Loadmaster paving the way

When Corporal Antonia Guterres first entered her unit, there were no other females working there in her trade, but she was not afraid of standing out.

CAPTION: Air Force loadmaster Corporal Antonia Guterres stands on the tarmac in Palau by the C-27J Spartan aircraft she worked on during Operation Solania. Story by Flying Officer Lily Lancaster. Photo by Leading Seaman Nadav Harel.

Corporal Guterres is no stranger to working in a male-dominated environment.

Seeking aviation experience while applying for Air Force, she found herself as the only woman on Qantas ground staff at Brisbane International Airport.

The high achiever was also the first state manager for a new global fitness-wear company, training a predominately male workforce on fitness technology.

After studying at John Paul College and achieving success in the business world, the Brisbane local decided to make a change and become an Air Force loadmaster. She now supports Defence activities and operations across the globe.

“I wanted to do something that’s bigger than myself,” Corporal Guterres said.

“The idea that I could help people in need as my job – I couldn’t let that opportunity pass by.”

Walking into the squadron that first day, Corporal Guterres did not know what to expect.

“I was more excited than anything, but I knew there would be some challenges I was unaware of. I relied on the knowledge I was really prepared for the role,” she said.

Corporal Guterres took out the Airmanship Award at No. 1 Recruit Training Unit and soon after, as a new member of No. 35 Squadron, she found herself on Operation Bushfire Assist carrying rock wallabies and koalas out of danger as they headed towards their new homes.

“That month on Bushfire Assist was the most challenging and the best thing I’ve ever done. That’s what I signed up to do,” Corporal Guterres said.

“We were evacuating people out of Mallacoota. Escorting men, women and kids, walking onto the aircraft with only a bag to their name. It was devastating.”

In contrast, one of the brightest moments of Corporal Guterres’ career was re-uniting with her family in Vanuatu during an iteration of Operation Solania.

“We were in the country providing aerial maritime surveillance and every day we flew over my aunt and uncle’s house. Every day I would look out the window to see them waving up at us,” Corporal Guterres said.

“I remember on our weekend off, they invited the whole crew for lunch at their Portuguese home.”

Looking back at her career so far, she is glad she made the career change.

“I feel more fulfilled than before I joined. I get to contribute to the greater good and I see that firsthand from the back of the aircraft,” Corporal Guterres said.

“Our team and our people are the best thing about my job. I am lucky to have such a supportive partner, Brett, and my fluff-ball Milo at home.”

Having paved the way, No. 35 Squadron now has four female loadmasters, with two more in training.

In fact, the squadron recently flew its first ever flight with a completely female crew.
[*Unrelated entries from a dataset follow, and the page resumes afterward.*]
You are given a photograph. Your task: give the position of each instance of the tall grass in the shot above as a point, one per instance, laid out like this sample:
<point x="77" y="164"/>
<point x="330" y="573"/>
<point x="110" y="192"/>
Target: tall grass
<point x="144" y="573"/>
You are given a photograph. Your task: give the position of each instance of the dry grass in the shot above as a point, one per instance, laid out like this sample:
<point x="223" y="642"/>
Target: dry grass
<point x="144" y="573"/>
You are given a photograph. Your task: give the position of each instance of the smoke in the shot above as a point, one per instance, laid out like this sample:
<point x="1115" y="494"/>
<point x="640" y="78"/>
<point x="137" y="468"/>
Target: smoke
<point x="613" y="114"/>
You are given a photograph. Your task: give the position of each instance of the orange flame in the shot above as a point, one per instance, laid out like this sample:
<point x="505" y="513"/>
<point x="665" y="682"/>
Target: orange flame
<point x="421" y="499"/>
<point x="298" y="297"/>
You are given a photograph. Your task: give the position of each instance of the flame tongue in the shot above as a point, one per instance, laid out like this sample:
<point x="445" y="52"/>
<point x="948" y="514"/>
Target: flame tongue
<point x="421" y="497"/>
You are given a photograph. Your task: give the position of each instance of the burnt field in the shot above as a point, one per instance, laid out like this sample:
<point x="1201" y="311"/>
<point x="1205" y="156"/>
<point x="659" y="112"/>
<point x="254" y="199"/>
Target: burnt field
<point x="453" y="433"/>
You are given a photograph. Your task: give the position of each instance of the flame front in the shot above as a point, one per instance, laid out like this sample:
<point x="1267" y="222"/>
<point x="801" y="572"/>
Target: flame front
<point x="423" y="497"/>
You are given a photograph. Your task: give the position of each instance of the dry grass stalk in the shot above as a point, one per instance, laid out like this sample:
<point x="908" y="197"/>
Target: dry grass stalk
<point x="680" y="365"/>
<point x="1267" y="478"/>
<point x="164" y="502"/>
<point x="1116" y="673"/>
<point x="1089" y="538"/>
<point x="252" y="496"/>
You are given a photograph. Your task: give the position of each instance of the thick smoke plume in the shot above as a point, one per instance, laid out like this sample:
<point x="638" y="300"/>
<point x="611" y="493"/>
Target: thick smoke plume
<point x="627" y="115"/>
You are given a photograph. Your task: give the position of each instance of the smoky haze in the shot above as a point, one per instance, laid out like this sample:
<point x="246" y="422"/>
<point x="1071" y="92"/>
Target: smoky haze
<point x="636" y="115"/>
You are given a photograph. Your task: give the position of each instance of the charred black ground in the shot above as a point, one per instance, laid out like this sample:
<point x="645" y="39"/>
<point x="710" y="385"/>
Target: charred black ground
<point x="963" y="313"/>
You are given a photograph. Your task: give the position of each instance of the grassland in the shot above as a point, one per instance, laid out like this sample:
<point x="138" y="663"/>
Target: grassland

No doubt more will follow with women such as Corporal Guterres to look up to.

Her colleague, Corporal Jakob Thorogood, sees her as a role model.

“She’s passionate about her job and makes me want to be a better person and a better loadmaster,” Corporal Thorogood said.

It’s no surprise a high achiever such as Corporal Guterres does Defence Force Recruiting mentoring for potential recruits in her spare time. Her advice for women wanting to join the Australian Defence Force?

“Work hard, be a boss and don’t let anyone tell you that you aren’t,” she said.